Single by Dr. Feelgood

from the album Let It Roll
- B-side: "Bend Your Ear"
- Released: August 1979
- Recorded: 1979
- Genre: Rock and roll, pub rock
- Length: 3:50
- Label: United Artists Records - BP 306
- Songwriter(s): Gypie Mayo, Mike Vernon
- Producer(s): Mike Vernon

Dr. Feelgood singles chronology
| "As Long As The Price is Right" (1979) | "Put Him Out of Your Mind" (1979) | "Hong Kong Money" (1980) |

= Put Him Out of Your Mind =

"Put Him Out of Your Mind" is a song by the band Dr. Feelgood. The track was recorded in 1979, and appeared on Let It Roll, an album by Dr. Feelgood that was released in September that year.

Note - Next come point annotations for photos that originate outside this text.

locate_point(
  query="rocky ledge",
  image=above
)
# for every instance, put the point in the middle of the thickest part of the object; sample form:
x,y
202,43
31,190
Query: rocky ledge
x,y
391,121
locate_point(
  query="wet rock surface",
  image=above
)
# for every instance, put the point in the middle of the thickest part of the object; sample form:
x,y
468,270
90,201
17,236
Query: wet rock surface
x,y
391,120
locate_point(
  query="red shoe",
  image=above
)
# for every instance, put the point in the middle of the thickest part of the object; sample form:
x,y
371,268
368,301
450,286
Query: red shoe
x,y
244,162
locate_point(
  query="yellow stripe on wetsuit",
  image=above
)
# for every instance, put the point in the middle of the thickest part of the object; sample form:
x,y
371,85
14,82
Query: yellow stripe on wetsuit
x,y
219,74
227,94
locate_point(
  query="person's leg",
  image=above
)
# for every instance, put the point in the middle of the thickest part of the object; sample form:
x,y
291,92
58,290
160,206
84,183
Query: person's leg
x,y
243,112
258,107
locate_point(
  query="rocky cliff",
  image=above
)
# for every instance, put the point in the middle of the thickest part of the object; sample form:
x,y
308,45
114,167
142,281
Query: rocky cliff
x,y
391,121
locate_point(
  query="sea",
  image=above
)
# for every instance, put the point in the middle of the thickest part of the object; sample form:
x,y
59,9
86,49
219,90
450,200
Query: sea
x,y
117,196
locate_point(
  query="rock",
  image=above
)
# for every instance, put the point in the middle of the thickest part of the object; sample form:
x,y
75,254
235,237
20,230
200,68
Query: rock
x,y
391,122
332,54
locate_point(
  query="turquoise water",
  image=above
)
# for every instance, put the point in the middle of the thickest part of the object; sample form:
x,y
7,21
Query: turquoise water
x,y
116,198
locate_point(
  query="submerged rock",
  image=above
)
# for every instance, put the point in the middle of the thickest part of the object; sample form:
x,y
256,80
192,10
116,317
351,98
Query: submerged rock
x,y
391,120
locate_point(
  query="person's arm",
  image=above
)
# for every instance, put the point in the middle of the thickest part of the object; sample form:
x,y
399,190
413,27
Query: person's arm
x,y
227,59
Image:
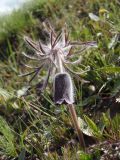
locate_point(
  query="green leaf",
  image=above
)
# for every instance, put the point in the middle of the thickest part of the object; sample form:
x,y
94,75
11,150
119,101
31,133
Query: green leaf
x,y
22,155
109,69
95,130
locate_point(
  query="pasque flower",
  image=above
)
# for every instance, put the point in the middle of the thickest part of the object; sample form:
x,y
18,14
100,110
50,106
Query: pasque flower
x,y
55,55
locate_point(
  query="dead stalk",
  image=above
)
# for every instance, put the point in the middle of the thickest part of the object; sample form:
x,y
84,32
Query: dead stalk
x,y
76,125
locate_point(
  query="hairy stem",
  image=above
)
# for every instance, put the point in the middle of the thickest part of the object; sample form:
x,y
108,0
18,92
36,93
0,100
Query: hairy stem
x,y
76,125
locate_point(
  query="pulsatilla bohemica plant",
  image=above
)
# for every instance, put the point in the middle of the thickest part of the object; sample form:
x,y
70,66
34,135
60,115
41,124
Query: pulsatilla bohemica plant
x,y
55,57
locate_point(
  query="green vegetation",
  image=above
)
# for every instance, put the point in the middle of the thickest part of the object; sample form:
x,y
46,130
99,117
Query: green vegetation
x,y
31,126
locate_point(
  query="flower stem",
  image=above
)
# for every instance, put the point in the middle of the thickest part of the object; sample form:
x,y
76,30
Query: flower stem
x,y
76,125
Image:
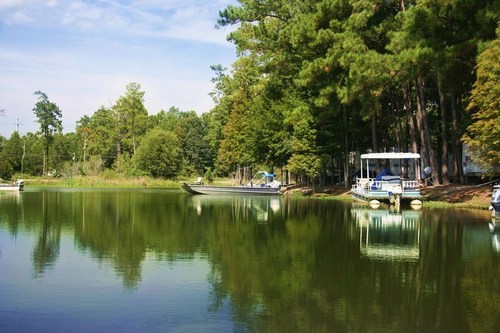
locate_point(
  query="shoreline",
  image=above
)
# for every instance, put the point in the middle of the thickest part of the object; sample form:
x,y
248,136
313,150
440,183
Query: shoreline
x,y
453,195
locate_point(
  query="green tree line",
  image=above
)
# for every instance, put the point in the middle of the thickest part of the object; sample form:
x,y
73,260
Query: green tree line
x,y
314,82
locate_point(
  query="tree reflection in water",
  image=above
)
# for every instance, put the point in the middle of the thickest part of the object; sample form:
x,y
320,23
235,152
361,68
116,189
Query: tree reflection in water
x,y
283,264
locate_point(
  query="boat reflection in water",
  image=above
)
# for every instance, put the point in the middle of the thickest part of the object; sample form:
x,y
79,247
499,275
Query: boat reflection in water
x,y
388,234
243,207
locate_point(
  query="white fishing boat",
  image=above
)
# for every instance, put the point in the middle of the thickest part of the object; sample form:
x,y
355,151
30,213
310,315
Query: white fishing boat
x,y
262,183
395,183
18,185
495,210
495,200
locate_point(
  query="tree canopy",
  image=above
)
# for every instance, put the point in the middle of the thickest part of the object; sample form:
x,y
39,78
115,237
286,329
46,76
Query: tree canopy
x,y
315,83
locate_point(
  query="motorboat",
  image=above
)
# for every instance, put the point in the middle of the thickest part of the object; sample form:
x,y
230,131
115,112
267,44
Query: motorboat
x,y
396,182
495,209
18,185
495,200
262,183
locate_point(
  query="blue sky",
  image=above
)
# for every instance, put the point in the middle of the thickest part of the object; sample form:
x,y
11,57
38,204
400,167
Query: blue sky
x,y
83,53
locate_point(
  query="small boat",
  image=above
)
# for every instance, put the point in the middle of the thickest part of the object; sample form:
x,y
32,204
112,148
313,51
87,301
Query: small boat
x,y
394,184
18,185
495,206
262,183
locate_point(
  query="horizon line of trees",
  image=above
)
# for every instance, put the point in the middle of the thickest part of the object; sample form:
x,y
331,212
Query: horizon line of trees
x,y
313,82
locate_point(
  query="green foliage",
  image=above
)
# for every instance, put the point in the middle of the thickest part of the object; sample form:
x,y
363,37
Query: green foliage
x,y
49,117
6,170
159,154
483,136
313,81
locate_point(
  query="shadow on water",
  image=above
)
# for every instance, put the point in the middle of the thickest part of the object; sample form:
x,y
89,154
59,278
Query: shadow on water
x,y
280,263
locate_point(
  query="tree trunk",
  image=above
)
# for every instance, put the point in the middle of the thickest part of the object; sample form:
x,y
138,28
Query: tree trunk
x,y
374,131
426,135
458,171
444,132
410,122
347,178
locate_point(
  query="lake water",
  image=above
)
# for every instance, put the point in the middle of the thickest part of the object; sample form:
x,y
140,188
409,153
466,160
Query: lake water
x,y
76,260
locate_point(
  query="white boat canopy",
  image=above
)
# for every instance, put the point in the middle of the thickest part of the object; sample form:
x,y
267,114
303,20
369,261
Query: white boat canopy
x,y
390,156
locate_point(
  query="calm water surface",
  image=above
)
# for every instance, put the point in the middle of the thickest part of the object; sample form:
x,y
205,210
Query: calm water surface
x,y
164,261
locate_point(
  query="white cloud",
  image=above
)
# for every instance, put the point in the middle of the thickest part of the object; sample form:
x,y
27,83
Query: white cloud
x,y
84,53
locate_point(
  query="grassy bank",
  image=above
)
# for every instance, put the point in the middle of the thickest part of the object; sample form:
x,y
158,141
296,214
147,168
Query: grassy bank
x,y
469,197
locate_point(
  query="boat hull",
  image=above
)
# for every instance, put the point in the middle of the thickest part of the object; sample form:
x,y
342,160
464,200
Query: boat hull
x,y
207,189
17,186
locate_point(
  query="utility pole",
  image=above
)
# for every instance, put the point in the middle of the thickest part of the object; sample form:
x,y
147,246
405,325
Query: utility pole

"Put Him Out of Your Mind" was also released as a single in the UK in August 1979, a month prior to the album's issue. Written by band member Gypie Mayo and the record producer Mike Vernon, the song was Dr. Feelgood's sixth and final hit single. It reached number 73 in the UK Singles Chart, and spent just one week in the listing.

The B-side of the gramophone record was "Bend Your Ear"; penned by Mayo and the band's lead vocalist, Lee Brilleaux (now deceased). The joint recording was engineered by Dick Plant and John McGowan at the DJM Studios. The picture sleeve shown is of the German release, which was the only issue with a picture sleeve.

In addition to Let It Roll, the song later appeared on Dr. Feelgood's 1989 compilation album, Singles - The UA Years.